Si les conseils municipaux des deux tiers au moins des communes intéressées, représentant plus de la moitié au moins de la population émettent un avis défavorable, l’établissement ne peut être créé qu’après consultation des conseils généraux intéressés.

Les conditions dans lesquelles les personnes privées appelées à participer à la création et à la gestion des établissements susvisés, ainsi que la procédure de création et les conditions de fonctionnement de ces établissements sont fixés par décret en Conseil d’Etat.

Art. 17. – L’organisme directeur de l’établissement public doit comporter des représentants de toutes les catégories de personnes politiques et privées intéressées à l’accomplissement de son objet. Il comprendra notamment une représentation des intérêts agricoles, correspondant à leur importance, dans la mesure où ceux-ci seront concernés par les objectifs statutaires et les attributions dudit établissement.

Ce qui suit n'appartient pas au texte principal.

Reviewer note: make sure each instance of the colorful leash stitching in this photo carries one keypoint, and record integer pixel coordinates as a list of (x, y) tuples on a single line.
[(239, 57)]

Il doit être composé, à concurrence de plus de la moitié de ses membres, de représentants de l’Etat, des collectivités locales et des établissements publics administratifs intéressés.

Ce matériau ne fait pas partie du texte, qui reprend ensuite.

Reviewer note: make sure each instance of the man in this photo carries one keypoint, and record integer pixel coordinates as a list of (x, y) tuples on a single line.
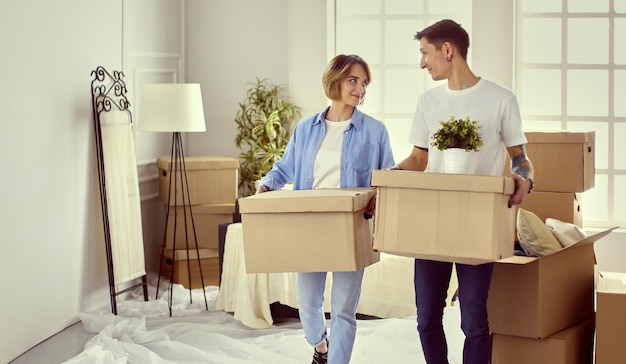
[(443, 48)]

Pour faire face à ses charges, l’établissement peut percevoir des redevances qui lui sont versées par les personnes publiques ou privées, compte tenu de la mesure dans laquelle celles-ci ont rendu l’aménagement nécessaire ou utile ou y trouvent leur intérêt.

Des décrets, précédés d’une enquête publique dont les modalités seront fixées par un décret en Conseil d’Etat, déterminent les bases générales de répartition et l’assiette de ces redevances ainsi que les conditions de leur taux.

Si l’établissement exerce son activité sur le territoire de communes appartenant à un même département, les dispositions édictées par les décrets prévus à l’alinéa précédent sont fixées par arrêté du préfet.

Dans tous les cas, le taux des redevances est fixé par le préfet.»